Se un bambino non è uguale a tutti gli altri, rischia di essere etichettato come “sbagliato” e nella società di oggi, piuttosto superficiale nei giudizi e nelle valutazioni, è facile che chiunque non rientri in canoni prestabiliti venga lasciato solo o emarginato persino da chi dovrebbe aiutarlo.
“Se un bambino”, l’albo illustrato(picture book): un libro che usa parole, immagini e grafica per raccontare una storia. Non è semplicemente un libro che di cui voglio parlare, è un mezzo delicato e dolcissimo per svelare questa triste realtà, rivolgendosi sì ai bambini, ma strizzando l’occhio anche ai grandi, che sono in realtà coloro che danno il via a questo meccanismo.
Il testo è scritto da Davide Musso e illustrato da Anna Forlati ed è pubblicato dalla casa editrice Settenove, che come mission si propone di essere “una casa editrice per la prevenzione della violenza di genere. Nuovi linguaggi, senza stereotipi. Diritti, rispetto, collaborazione.”
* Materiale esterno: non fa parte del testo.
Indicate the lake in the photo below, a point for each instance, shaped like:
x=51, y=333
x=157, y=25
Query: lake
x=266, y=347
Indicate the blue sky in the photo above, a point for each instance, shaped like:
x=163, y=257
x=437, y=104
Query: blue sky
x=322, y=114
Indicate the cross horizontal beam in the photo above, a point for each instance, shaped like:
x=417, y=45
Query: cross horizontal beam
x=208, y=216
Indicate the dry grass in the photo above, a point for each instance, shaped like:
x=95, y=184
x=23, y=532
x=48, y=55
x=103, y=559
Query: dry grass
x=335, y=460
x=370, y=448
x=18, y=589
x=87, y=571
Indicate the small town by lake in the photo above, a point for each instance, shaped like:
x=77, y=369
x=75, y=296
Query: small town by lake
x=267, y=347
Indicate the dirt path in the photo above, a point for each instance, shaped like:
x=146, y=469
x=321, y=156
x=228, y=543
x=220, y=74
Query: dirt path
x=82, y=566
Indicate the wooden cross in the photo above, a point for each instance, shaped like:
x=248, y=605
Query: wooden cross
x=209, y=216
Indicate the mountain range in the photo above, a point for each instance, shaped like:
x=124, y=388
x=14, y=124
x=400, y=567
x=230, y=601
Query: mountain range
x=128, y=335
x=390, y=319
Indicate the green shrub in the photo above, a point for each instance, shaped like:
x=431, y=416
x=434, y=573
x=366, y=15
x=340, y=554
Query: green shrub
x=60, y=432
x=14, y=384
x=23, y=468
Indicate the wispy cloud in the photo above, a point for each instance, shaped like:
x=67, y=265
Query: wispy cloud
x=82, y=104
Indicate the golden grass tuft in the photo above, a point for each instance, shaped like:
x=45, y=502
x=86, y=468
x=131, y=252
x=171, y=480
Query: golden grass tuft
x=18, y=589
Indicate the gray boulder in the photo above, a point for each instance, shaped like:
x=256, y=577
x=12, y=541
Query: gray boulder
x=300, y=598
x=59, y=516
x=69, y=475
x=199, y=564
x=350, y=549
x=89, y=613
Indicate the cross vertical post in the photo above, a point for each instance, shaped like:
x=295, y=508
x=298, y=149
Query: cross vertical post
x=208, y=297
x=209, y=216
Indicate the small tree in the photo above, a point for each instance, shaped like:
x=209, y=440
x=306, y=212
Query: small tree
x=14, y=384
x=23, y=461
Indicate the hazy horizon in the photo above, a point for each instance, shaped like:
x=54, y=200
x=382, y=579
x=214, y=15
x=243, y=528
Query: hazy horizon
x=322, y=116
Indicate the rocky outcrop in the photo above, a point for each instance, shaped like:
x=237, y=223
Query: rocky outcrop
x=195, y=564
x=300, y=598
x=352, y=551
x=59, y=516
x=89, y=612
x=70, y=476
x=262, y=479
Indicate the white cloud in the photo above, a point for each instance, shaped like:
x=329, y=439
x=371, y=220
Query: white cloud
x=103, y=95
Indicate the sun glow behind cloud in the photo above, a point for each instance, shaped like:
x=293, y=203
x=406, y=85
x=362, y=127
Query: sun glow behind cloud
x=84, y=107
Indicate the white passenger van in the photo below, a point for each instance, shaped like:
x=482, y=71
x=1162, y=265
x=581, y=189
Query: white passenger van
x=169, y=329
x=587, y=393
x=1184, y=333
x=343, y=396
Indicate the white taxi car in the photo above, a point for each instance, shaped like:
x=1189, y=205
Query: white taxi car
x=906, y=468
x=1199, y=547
Chiunque abbia modo di lavorare a contatto con bambini può facilmente ammettere che non hanno pregiudizi di alcun genere, se non quelli inculcati loro dal contesto familiare; sono anime plasmabili, libere, che non giudicano né gli adulti né i loro pari, a meno che non sentano commenti di qualche genere dai loro cari, e trovo che questa loro splendida dote andrebbe davvero preservata e custodita il più a lungo possibile.
Non servono molte parole per spiegare il concetto di pregiudizio e questo albo lo dimostra: le frasi sono brevissime, non ci si perde in lunghe spiegazioni, ma l’espediente narrativo di ribaltare il senso di ciò che viene detto è molto efficace.
All’inizio infatti sfogliamo pagina per pagina convinti che il bambino di cui si sta parlando, che sta sempre solo, non ha le parole, non sa disegnare, arriva in ritardo, ha la testa al contrario e così via, sia problematico, ma lo stesso bambino, visto con occhi più aperti e meno sentenziosi, è sempre solo, non ha parole, non sa disegnare, arriva in ritardo, ha la testa al contrario e così via, proprio perché la sua fantasia è così sviluppata e speciale che sovrasta il resto. Non ha nulla di sbagliato, non è triste, è semplicemente un bambino che basta a se stesso.
La frase con cui si conclude “forse l’hai guardato di fretta oppure da troppo lontano” racchiude in poche sillabe tutto ciò che dobbiamo ricordarci, grandi o piccoli che siamo: mai giudicare senza conoscere, mai etichettare senza aver lasciato agli altri la possibilità di farci scoprire davvero chi sono.
Il cambiamento di prospettiva nel leggere queste pagine è così evidente che ad un tratto ti fa sentire quasi a disagio per essere caduti nel tranello che propone, è qualcosa che non si può spiegare con una definizione e forse, se anche si potesse, non avrebbe la stessa presa sul nostro sentire e proprio per questo, dicevo, è un espediente narrativo particolarmente efficace.
Non è un albo facile, si può proporre ai bambini dell’ultimo anno della scuola materna, ma credo sia più di impatto per quelli della primaria. Non è il testo ad essere complesso, ma la discussione che genera deve essere in grado di lavorare su temi come pregiudizio, preconcetto, diversità, rispetto, conoscenza e apertura verso gli altri e credo che si possa affrontare meglio con menti più mature.
Le illustrazioni sono davvero piene di grazia e questo contribuisce a catturare l’attenzione e a sviluppare il senso del bello. Mio figlio ha visto la tigre in copertina(o prima di copertina): la facciata di presentazione del libro, in cui compare un’illustrazione, il titolo e generalmente il nome e mi ha chiesto di poterla ricopiare a mano libera; mentre disegnava abbiamo parlato di ciò di cui trattava il libro e in seguito ha voluto sfogliarlo e lo abbiamo commentato insieme.
È stato un momento importante per me (e credo anche per lui) perché mi ha permesso di incuriosirlo e di farlo riflettere e credo farà lo stesso effetto a casa di chi lo vorrà tenere nella propria libreria e, come me, in un pomeriggio piovoso vorrà lasciarlo distrattamente sul tavolo perché qualcuno ne venga rapito.